To create a kubernetes cluster and all the required resources. you must have the following criteria accomplished

  • You must have a valid azure subscription
  • You must have a user with the below permissions
    • Contributor Role to the above Subscription
    • Role Based Access Administrator to the above subscription

Authentication is required for various applications and users to get connected to the cluster. Below Identity management should be enabled in the cluster by default.

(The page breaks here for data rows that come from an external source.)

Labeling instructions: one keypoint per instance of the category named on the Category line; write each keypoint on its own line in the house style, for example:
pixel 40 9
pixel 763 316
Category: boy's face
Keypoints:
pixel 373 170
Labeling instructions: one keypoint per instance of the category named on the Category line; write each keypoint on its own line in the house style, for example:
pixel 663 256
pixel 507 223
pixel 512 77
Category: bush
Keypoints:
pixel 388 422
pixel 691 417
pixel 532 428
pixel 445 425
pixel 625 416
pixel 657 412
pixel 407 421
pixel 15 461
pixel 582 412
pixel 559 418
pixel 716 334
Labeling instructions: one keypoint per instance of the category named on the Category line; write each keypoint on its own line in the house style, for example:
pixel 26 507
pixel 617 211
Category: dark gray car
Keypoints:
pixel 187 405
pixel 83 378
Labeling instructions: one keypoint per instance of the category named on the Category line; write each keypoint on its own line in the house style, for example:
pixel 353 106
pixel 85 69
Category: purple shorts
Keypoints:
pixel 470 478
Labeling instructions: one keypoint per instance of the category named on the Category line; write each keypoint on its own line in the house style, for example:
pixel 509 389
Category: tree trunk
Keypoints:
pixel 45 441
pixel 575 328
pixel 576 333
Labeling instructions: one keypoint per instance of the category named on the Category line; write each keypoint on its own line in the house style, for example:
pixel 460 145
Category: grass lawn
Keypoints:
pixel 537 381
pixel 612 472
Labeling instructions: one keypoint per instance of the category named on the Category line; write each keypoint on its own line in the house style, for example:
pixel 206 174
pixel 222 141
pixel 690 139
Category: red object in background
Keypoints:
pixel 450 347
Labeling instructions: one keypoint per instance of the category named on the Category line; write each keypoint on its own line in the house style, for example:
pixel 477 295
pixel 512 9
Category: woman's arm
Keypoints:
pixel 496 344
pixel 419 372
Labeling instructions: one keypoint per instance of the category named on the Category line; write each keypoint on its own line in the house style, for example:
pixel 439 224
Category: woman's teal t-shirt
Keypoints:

  • User assigned identity - User Assigned Identity is an Azure Active Directory (AAD) object that can be created independently and assigned to Azure resources. It allows you to associate an identity with your AKS cluster. With user assigned identities, you can manage and control access to Azure resources, such as Azure Key Vault, without storing any credentials or secrets within your application's code.
  • Managed identity - Managed Identity is a feature of Azure that automatically creates and manages an identity for an Azure resource. In the context of AKS, when you enable managed identity for your AKS cluster, Azure creates an identity for your cluster in the Azure AD tenant. This identity can be used to authenticate and authorize requests made by the AKS cluster to other Azure resources.
  • Workload identity - Workload Identity is a feature in AKS that allows you to assign Azure AD identities to pods running within the cluster. With workload identity, you can authenticate and authorize requests made by your applications running in AKS without the need for additional credentials or tokens. It enables seamless integration with other Azure services that rely on Azure AD authentication, such as Azure Key Vault or Azure Storage.
  • OIDC issuer - OIDC (OpenID Connect) is an identity layer built on top of OAuth 2.0, which allows clients to verify the identity of end-users based on authentication performed by an authorization server. In AKS, you can configure an OIDC issuer to enable integration with external identity providers. This allows you to authenticate users or services against an external identity provider, such as Azure AD, Google, or Okta, and retrieve identity tokens for secure access to AKS resources.